Imaginemos que en unos años se llega a un acuerdo de paz con el ELN. ¿Se recordará esta masacre? ¿Será incluida en la lista matanzas perpetradas por cada bando? ¿Formarán parte estos muertos del recuento de víctimas oficiales? La respuesta a estas preguntas pareciera ser que no. Es no por la misma razón por la que los medios colombianos casi ni hablan de ella: porque las víctimas no son víctimas. No lo son porque son venezolanos asesinados en su país y la narrativa preponderante afirma que nuestro mal es el “conflicto colombiano”. Este discurso colombianizante está latente, incluso cuando el Gobierno colombiano decidió hace unos años bombardear otro país para asesinar a un líder guerrillero e incluso cuando las utilidades de la guerra (la droga) se extienden a lo ancho y largo del globo. Esta misma guerra traspasó nuestras fronteras nacionales, pero pareciera que las únicas víctimas fuéramos nosotros, los colombianos.
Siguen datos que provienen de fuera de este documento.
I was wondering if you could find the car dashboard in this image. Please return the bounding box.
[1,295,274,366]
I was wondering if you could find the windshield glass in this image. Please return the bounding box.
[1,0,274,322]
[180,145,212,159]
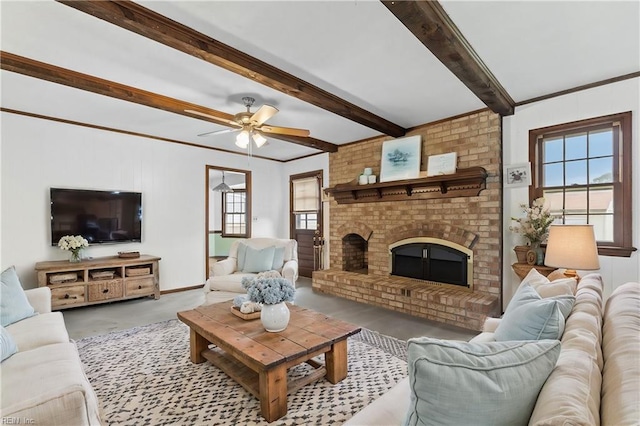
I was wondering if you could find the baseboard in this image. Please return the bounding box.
[160,284,204,295]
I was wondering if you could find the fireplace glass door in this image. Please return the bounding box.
[391,243,469,287]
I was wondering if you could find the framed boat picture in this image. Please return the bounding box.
[379,136,421,182]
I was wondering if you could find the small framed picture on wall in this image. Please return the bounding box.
[504,162,531,188]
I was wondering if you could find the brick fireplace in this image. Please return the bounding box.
[313,110,502,331]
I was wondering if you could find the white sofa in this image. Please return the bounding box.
[1,287,102,425]
[346,273,640,425]
[203,238,298,305]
Lo que sucedió más allá de esos límites no interesa, no vende, es nebuloso y desorienta. A lo sumo, el nombre de otros países aparece para denunciar que esos mismos países son aliados de los grupos criminales. Venezuela, hemos oído miles de veces en los últimos años, es hogar seguro de grupos guerrilleros. ¿Pero qué sucede con la gente que vive en esos territorios? ¿Qué incidencia tiene en su vida la presencia de estos combatientes? Este punto es especialmente delicado, porque el reconocimiento de alguien como víctima implica reparación y verdad. ¿Estamos dispuestos a velar por la reparación y el derecho a la verdad de víctimas no colombianas? En gran medida la noción de víctima es una categoría política, pues está determinada por cómo y quién dice que alguien es una víctima. Si bien esta noción ha servido para reparar, reconocer y empoderar sujetos marginados (mujeres, pobres, indígenas, negros, etc.) así como las personas directa o indirectamente afectadas por el conflicto, no debemos olvidar que el campo de extensión de esta noción también deja de lado ciertos individuos que han sufrido las escuelas de la guerra colombiana.
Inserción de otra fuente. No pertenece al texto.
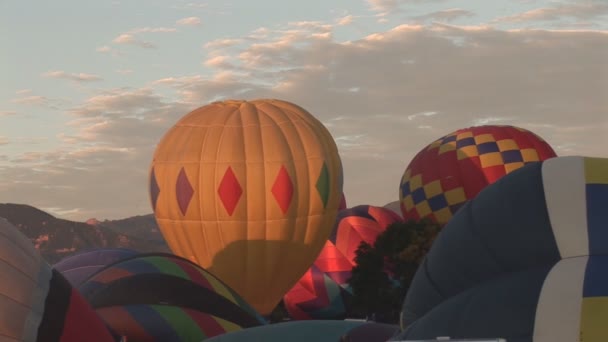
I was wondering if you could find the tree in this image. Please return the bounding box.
[347,219,441,323]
Ahora bien, suele decirse que el caudal de noticias violentas embota los sentidos hasta el punto de que los colombianos nos hemos vuelto indiferentes a la violencia rampante. Esta interpretación, a todas luces facilista, me parece insuficiente. Supongamos que alguien tiene 50 hermanos. ¿El hecho de que hayan muerto 49 de ellos mitiga el dolor del asesinato del quincuagésimo hermano? En estos casos, la cotidianidad no es sinónimo de indiferencia. En Frames of War: When is Life Grievable (2009), Judith Butler afirma que el reconocimiento de qué vida nos importa —qué vida nos parece valiosa y, por tanto, su pérdida nos causa dolor— depende de marcos de referencia condicionados por consideraciones políticas. Es decir, el lugar donde está parada una persona con respecto a nuestro marco epistemológico determina si la vida de esa persona merece nuestro duelo. Hay ciertas vidas que desde el principio no las concebimos como vidas, de modo que no reconocemos realmente su pérdida como la pérdida de una vida. He aquí, quizás, una mejor explicación para la indiferencia de las personas ante las noticias violentas: en ellas se narran las desgracias de vidas que, en virtud de marcos políticos, no son dignas de nuestro duelo. Cabe entonces preguntarse si en ocasiones el discurso de los medios de comunicación (y, por qué no, cierto discurso político) no condiciona nuestro marco epistemológico para que nos sea imposible reconocer que la vida de los habitantes de Venezuela —y de otros países— es una vida que entra realmente en la esfera de nuestro duelo.